Pagi-pagi sekali; kaum Muslimin berangkat menuju Uhud.
Lalu mereka memotong jalan sedemikian rupa sehingga pihak
musuh itu berada di belakang mereka. Selanjutnya Muhammad
mengatur barisan para sahabat. Limapuluh orang barisan
pemanah ditempatkan di lereng-lereng gunung, dan kepada
mereka diperintahkan:
"Lindungi kami dan belakang, sebab kita kuatir mereka
akan mendatangi kami dari belakang. Dan bertahanlah kamu di
tempat itu, jangan ditinggalkan. Kalau kamu melihat kami
dapat menghancurkan mereka sehingga kami memasuki pertahanan
mereka, kamu jangan meninggalkan tempat kamu. Dan jika kamu
lihat kami yang diserang jangan pula kami dibantu, juga
jangan kami dipertahankan. Tetapi tugasmu ialah menghujani
kuda mereka dengan panah, sebab dengan serangan panah kuda
itu takkan dapat maju."
Selain pasukan pemanah, yang lain tidak diperbolehkan
menyerang siapapun, sebelum ia memberi perintah
menyerang.
Adapun pihak Quraisy merekapun juga sudah menyusun
barisan. Barisan kanan dipimpin oleh Khalid bin'l-Walid
sedang sayap kin dipimpin oleh 'Ikrima b. Abi Jahl. Bendera
diserahkan kepada Abd'l 'Uzza Talha b. Abi Talha.
Wanita-wanita Quraisy sambil memukul tambur dan genderang
berjalan di tengah-tengah barisan itu. Kadang mereka di
depan barisan, kadang di belakangnya. Mereka dipimpin oleh
Hindun bt. 'Utba, isteri Abu Sufyan, seraya
bertenak-teriak:
Hayo, Banu Abd'd-Dar Hayo, hayo pengawal barisan belakang
Hantamlah dengan segala yang tajam. Kamu maju kami peluk Dan
kami hamparkan kasur yang empuk Atau kamu mundur kita
berpisah Berpisah tanpa cinta.
Kedua belah pihak sudah siap bertempur.
Masing-masing sudah mengerahkan pasukannya. Yang selalu
teringat oleh Quraisy ialah peristiwa Badr dan
korban-korbannya. Yang selalu teringat oleh kaum Muslimin
ialah Tuhan serta pertolonganNya. Muhammad berpidato dengan
memberi semangat dalam menghadapi pertempuran itu. Ia
menjanjikan pasukannya akan mendapat kemenangan apabila
mereka tabah. Sebilah pedang dipegangnya sambil ia
berkata:
"Siapa yang akan memegang pedang ini guna disesuaikan
dengan tugasnya?"
Beberapa orang tampil. Tapi pedang itu tidak pula
diberikan kepada mereka. Kemudian Abu Dujana Simak b.
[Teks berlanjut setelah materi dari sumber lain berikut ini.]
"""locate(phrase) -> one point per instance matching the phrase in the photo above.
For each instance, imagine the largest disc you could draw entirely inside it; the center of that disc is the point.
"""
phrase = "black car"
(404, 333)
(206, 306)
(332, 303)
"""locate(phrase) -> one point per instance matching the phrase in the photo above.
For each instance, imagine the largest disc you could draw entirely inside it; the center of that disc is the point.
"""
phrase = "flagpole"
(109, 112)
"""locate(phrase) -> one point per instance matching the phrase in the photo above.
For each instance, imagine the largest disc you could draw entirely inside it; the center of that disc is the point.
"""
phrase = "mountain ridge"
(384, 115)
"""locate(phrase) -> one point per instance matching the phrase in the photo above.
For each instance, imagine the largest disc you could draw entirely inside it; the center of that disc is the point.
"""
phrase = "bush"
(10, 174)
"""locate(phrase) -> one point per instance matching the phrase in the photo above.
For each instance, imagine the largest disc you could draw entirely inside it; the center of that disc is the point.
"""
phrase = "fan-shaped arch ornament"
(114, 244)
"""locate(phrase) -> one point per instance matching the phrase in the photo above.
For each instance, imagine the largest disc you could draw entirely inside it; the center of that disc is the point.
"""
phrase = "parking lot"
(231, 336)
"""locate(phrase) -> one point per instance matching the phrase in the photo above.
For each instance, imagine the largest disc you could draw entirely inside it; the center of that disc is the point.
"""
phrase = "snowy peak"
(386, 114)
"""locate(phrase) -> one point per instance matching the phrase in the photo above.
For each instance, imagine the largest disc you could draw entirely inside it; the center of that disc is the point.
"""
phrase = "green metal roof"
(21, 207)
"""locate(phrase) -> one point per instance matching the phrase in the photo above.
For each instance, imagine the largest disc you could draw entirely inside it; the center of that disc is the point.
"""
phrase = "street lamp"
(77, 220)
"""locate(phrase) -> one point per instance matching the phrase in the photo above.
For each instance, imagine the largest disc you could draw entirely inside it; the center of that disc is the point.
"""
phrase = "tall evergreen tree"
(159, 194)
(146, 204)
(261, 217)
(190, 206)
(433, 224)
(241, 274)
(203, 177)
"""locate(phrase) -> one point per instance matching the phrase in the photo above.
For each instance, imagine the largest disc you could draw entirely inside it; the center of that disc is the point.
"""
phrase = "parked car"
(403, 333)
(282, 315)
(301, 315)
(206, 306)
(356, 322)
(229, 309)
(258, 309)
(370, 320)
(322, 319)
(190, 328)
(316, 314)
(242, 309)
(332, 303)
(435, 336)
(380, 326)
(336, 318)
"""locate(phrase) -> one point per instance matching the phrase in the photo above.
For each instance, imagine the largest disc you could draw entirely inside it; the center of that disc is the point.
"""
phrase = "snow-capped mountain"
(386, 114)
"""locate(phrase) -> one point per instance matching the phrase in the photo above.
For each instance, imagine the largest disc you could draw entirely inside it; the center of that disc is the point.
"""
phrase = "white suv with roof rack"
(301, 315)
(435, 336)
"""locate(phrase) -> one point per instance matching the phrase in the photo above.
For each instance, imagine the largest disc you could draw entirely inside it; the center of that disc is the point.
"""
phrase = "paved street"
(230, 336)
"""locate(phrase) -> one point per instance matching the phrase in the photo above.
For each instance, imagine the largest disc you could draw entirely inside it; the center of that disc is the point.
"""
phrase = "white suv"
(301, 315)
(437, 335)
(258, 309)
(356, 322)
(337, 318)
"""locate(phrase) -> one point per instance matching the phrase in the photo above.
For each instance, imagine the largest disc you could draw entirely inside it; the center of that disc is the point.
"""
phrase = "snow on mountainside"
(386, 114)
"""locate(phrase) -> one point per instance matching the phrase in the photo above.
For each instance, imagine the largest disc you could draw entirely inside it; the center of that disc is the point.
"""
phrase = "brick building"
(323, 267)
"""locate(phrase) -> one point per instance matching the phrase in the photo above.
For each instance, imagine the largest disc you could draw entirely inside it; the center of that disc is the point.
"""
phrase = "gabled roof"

Kharasya dari Banu Sa'ida tampil seraya berkata:
"Apa tugasnya, Rasulullah?"
"Tugasnya ialah menghantamkan pedang kepada musuh sampai
ia bengkok," jawabnya.
Abu Dujana seorang laki-laki yang sangat berani. Ia
mengenakan pita (kain) merah. Apabila pita merah itu sudah
diikatkan orangpun mengetahui, bahwa ia sudah siap bertempur
dan waktu itupun ia sudah mengeluarkan pita mautnya itu.
Pedang diambilnya, pita dikeluarkan lalu diikatkannya di
kepala. Kemudian ia berlagak di tengah-tengah dua barisan
itu seperti biasanya apabila ia sudah siap menghadapi
pertempuran.
"Cara berjalan begini sangat dibenci Allah, kecuali dalam
bidang ini," kata Muhammad setelah dilihatnya orang itu
berlagak.
Orang pertama yang mencetuskan perang di antara dua pihak
itu adalah Abu 'Amir 'Abd 'Amr b. Shaifi al-Ausi (dari Aus).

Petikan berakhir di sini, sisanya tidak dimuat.